Recent studies have revealed that from intrauterine life, there are certain determining factors for osteoporosis and atherosclerosis. That is why, during menopause, most women experience the symptoms brought along with these diseases which need certain treatments. Other women can already have fractures coming from osteoporosis or heart failure before the menopause has started and so specific procedures are required. Considering all these information, most preventative measures should be taken from the premenopause period. This means a healthy lifestyle, good eating habits, and regular workout routines.

Menopause is a physiological process, with hormonal changes that do not need to be treated. If symptoms are not very hard to put up with, women can turn to homemade therapies for bringing some relief. This is the ideal solution for most societies because it is not expensive, considering the sums of money you have to spend for certain hormonal treatments.

What does diabetes have to say during menopause?

Diabetes is a disorder which has reached extremely worrying proportions in the last years. The way this disease works deals with the fact that it can not only affect the life quality, but it can also impact the lifespan, depending on the way diabetes progresses.

Most cases of type 2 diabetes take place approximately when menopause begins to take charge. This is the case where menopause symptoms are most of the time associated with the exacerbation of diabetes’s symptoms, and they provide the best conditions for complications to occur.

How to approach menopause with diabetes?

After several research, the German obstetric specialist, Dr. Ingrid Muhlhauser, has come up to some conclusions, which are thought to be extremely important for patients around the world. Most of the time, experts’ opinions are confusing and wrong. They prefer to use foggy languages which are not at all helpful when it comes to explaining how two health states can interact.
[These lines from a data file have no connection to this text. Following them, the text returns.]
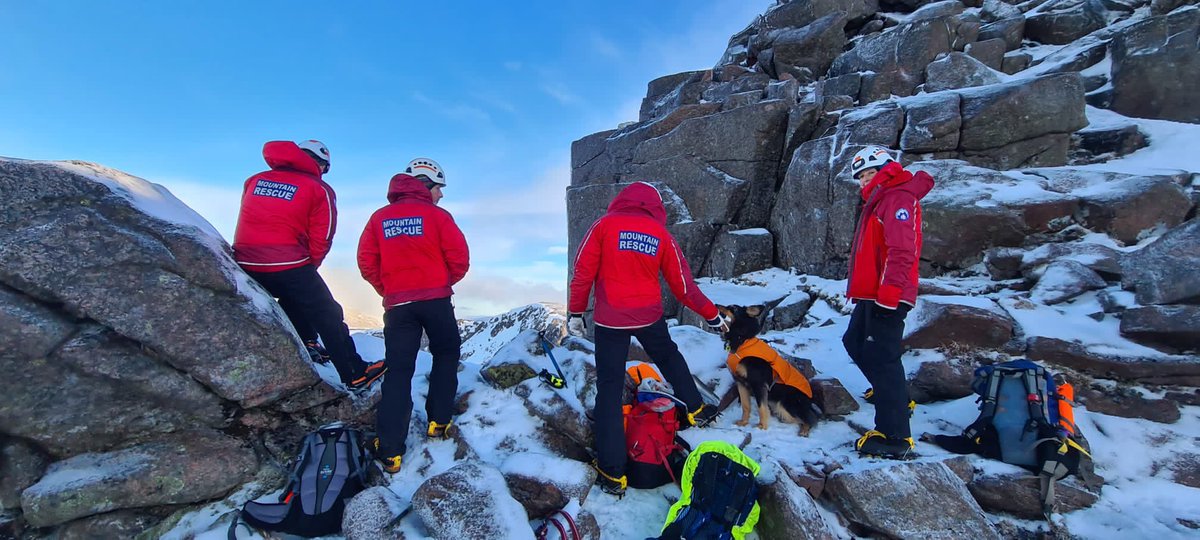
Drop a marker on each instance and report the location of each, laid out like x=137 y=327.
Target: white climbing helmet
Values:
x=317 y=148
x=427 y=168
x=870 y=157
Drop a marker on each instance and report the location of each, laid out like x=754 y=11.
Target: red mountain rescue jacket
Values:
x=623 y=255
x=785 y=373
x=412 y=250
x=886 y=256
x=288 y=215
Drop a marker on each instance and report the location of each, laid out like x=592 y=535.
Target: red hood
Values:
x=640 y=198
x=893 y=177
x=403 y=186
x=286 y=155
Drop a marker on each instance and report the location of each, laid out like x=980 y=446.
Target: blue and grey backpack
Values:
x=331 y=468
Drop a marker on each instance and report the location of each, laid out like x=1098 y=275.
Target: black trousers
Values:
x=304 y=295
x=612 y=352
x=873 y=342
x=402 y=327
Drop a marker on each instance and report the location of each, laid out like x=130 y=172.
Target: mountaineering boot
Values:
x=316 y=352
x=372 y=373
x=609 y=484
x=702 y=417
x=876 y=444
x=869 y=396
x=438 y=431
x=390 y=465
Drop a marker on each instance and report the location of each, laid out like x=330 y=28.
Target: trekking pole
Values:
x=551 y=379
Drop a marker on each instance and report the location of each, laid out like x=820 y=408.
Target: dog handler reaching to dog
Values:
x=623 y=255
x=883 y=271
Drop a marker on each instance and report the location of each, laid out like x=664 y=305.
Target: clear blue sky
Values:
x=185 y=94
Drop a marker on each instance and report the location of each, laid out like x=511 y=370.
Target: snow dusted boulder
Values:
x=941 y=381
x=1182 y=371
x=371 y=515
x=737 y=252
x=1023 y=123
x=899 y=501
x=964 y=321
x=21 y=466
x=544 y=484
x=471 y=501
x=1065 y=280
x=832 y=397
x=790 y=312
x=91 y=243
x=1012 y=30
x=1176 y=327
x=789 y=511
x=1128 y=402
x=1018 y=493
x=1131 y=208
x=1156 y=67
x=144 y=475
x=1066 y=22
x=1165 y=270
x=955 y=71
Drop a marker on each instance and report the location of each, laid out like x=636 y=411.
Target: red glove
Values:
x=888 y=297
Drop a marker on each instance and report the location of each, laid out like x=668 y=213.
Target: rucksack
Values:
x=330 y=468
x=1025 y=419
x=719 y=498
x=654 y=454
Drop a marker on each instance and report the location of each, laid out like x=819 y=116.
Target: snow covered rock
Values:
x=955 y=71
x=97 y=244
x=1129 y=208
x=1165 y=270
x=787 y=513
x=544 y=484
x=1176 y=327
x=1066 y=22
x=371 y=515
x=737 y=252
x=21 y=466
x=1127 y=402
x=471 y=501
x=964 y=321
x=150 y=474
x=909 y=501
x=1018 y=493
x=1182 y=371
x=941 y=381
x=832 y=397
x=1065 y=280
x=1156 y=69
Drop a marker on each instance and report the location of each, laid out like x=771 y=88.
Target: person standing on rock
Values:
x=622 y=256
x=883 y=271
x=285 y=229
x=413 y=252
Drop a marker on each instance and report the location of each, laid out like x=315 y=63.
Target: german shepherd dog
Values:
x=754 y=377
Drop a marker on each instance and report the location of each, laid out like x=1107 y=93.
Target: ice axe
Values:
x=551 y=378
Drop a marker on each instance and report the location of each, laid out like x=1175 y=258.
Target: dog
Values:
x=761 y=372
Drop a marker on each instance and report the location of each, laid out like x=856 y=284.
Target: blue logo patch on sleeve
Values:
x=641 y=243
x=275 y=190
x=403 y=227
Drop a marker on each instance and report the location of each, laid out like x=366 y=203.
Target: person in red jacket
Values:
x=622 y=256
x=412 y=252
x=883 y=271
x=285 y=229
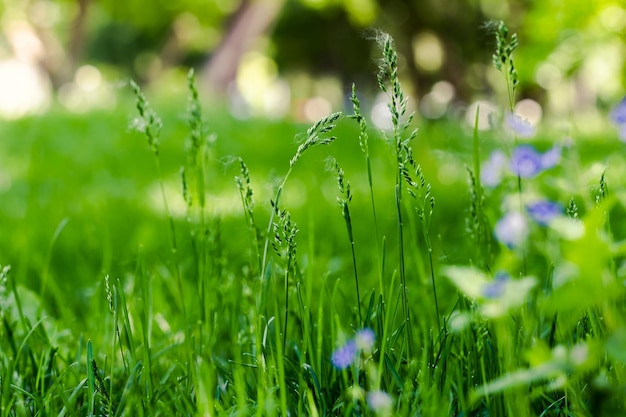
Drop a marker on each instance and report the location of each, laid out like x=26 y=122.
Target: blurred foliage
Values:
x=141 y=38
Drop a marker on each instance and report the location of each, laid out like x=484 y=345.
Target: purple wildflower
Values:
x=345 y=355
x=622 y=132
x=512 y=229
x=551 y=158
x=526 y=161
x=492 y=170
x=544 y=211
x=618 y=115
x=495 y=288
x=520 y=126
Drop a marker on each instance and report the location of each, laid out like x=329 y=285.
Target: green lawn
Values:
x=191 y=319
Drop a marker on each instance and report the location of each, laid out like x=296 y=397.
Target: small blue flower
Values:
x=544 y=211
x=551 y=158
x=526 y=161
x=512 y=229
x=494 y=289
x=493 y=169
x=618 y=115
x=621 y=133
x=380 y=402
x=345 y=355
x=365 y=339
x=520 y=126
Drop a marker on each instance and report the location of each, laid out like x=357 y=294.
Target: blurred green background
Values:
x=79 y=192
x=298 y=58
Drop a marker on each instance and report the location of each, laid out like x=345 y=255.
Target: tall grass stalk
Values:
x=315 y=135
x=364 y=144
x=344 y=202
x=388 y=71
x=504 y=63
x=150 y=124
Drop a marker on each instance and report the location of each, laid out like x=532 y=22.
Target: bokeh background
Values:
x=298 y=58
x=79 y=192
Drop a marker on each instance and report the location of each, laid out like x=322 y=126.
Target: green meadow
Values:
x=167 y=259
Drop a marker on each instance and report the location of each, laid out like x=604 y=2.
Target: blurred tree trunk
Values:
x=77 y=34
x=253 y=19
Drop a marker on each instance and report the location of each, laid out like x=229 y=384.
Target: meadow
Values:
x=168 y=260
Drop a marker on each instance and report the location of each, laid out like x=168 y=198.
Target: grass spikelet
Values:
x=503 y=58
x=148 y=122
x=344 y=199
x=388 y=74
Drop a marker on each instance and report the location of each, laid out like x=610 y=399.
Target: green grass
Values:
x=129 y=294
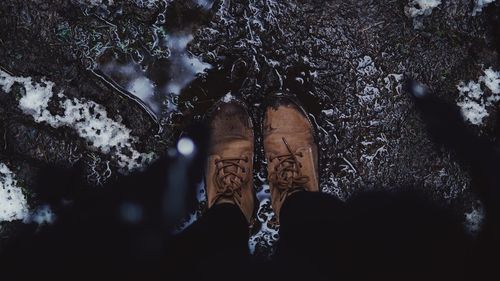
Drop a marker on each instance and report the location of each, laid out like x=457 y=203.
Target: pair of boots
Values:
x=290 y=150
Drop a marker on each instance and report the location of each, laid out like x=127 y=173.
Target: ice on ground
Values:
x=480 y=5
x=137 y=84
x=89 y=119
x=417 y=8
x=473 y=101
x=366 y=66
x=185 y=65
x=42 y=215
x=228 y=98
x=266 y=233
x=474 y=220
x=13 y=204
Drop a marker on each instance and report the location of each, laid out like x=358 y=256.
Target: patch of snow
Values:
x=184 y=64
x=480 y=5
x=42 y=215
x=328 y=112
x=205 y=4
x=366 y=66
x=265 y=233
x=89 y=119
x=472 y=99
x=13 y=204
x=394 y=79
x=417 y=9
x=474 y=220
x=228 y=98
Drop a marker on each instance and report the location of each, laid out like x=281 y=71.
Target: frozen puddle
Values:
x=417 y=9
x=89 y=119
x=475 y=98
x=157 y=83
x=13 y=204
x=480 y=5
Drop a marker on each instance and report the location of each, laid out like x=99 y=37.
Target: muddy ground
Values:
x=345 y=60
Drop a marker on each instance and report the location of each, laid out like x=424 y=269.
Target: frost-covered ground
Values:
x=111 y=84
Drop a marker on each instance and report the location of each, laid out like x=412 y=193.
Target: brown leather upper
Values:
x=291 y=152
x=230 y=163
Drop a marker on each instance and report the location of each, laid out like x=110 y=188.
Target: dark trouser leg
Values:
x=214 y=247
x=307 y=232
x=375 y=235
All information should be provided honestly, balanced, based on scientific arguments and given in such a way that it can be understood. Most treatments do not have the expected results because patients are not well informed.

When diabetes is present, the menopause symptoms should be treated with an individual dose of hormonal therapy, considering the way in which the two can interact. For instance, some diabetic women could be in need of the smallest dose of hormones, taken for the shortest time possible, due to certain ways in which diabetes has impacted their body. No matter the case, any treatment aiming to bring relief to menopause symptoms should always be followed under the doctor’s surveillance.